Hodgson’s successor has veered away from complexity and introspection in favour of the simpler values he absorbed in his reign as Liverpool’s finest player. “He just told us to trust each other, trust ourselves,” said Pepe Reina, the goalkeeper. With confidence slipping, Dalglish saw the need to bring the team’s under-achievers back up to the required standards, and used encouragement, his own charisma and a more positive tactical outlook to restore faith in and around the first-team squad.

“At the moment the feeling is of elation,” he said. “Everybody’s happy, because they’ve got the sensation they played as a team. It was only comprehensive at the end because of the hard work, determination and effort they put in throughout the game. They got the reward. I don’t think it was a phantom result. It’s a great credit to the players that they’ve kept their belief and their ambition to win football matches. They showed that today – because that was a really hard game.”

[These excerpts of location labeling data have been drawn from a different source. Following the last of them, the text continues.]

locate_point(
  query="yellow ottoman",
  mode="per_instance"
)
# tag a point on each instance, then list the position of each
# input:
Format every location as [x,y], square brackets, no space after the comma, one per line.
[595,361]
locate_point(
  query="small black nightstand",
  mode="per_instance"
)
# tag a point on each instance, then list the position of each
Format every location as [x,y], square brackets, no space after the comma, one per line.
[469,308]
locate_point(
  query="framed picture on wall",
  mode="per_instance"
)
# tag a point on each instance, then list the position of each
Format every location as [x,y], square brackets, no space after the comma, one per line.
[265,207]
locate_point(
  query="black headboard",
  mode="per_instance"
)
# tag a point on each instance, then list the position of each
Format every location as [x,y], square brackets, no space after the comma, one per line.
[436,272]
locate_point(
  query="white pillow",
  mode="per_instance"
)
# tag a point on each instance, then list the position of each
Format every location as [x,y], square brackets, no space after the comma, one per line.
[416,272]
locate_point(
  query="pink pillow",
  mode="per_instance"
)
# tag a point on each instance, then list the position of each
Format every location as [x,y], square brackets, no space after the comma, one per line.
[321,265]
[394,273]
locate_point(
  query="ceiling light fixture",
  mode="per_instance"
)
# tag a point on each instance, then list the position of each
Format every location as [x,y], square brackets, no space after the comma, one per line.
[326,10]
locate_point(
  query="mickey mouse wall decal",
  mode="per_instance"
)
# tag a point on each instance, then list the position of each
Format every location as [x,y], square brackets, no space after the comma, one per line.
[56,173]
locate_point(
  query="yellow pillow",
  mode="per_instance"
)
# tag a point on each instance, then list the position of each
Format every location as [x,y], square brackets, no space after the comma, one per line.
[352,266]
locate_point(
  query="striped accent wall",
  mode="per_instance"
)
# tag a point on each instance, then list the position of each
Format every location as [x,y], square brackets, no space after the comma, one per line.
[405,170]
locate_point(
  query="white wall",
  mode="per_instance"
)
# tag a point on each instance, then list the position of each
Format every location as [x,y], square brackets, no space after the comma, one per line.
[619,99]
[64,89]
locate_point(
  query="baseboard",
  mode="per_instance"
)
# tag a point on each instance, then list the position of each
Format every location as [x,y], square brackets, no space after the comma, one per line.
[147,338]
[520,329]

Torres and Meireles inspired this rare away win. El Niño, who is coming out of his trance, went mano a mano with Richard Stearman, the Wolves centre-back, and probed for space while Meireles orchestrated the best of Liverpool’s passing, ahead of Lucas Leiva and Christian Poulsen, who were noticeably more effective.

“It wasn’t just his goals, it was the work rate he put in,” Dalglish said of Torres. “The goal last week gave him a bit of heart, and Meireles is a good footballer. Coming into the Premier League in your first season it’s not easy to pick up the pace of it. Missing pre-season training with the club isn’t doing him any favours either. It was great for Christian Poulsen, too, who made a solid contribution until around the hour mark, when he started to tire because he hasn’t had many games. Raul, since we’ve been here, has been very impressive.

“They showed they’ve got a lot of pride in themselves and pride in the football club. The way they’ve responded to Sammy Lee, Steve Clarke and myself has been a great credit to them. They couldn’t have worked much harder than they did today.”

For every Liverpool disciple there is the fear that Torres has woken up to earn himself a move more than to impress Dalglish. But while “very amicable” conversations continue between manager and owners on the subject of reinforcements there remains a hope of persuading Torres not to scoot.

Modern football management is often cast as a mysterious compound of science, politics and psychology, but Dalglish made it seem much less esoteric, reconnecting points 20 years apart by reminding Liverpool who and what they are: or were, when he was last king.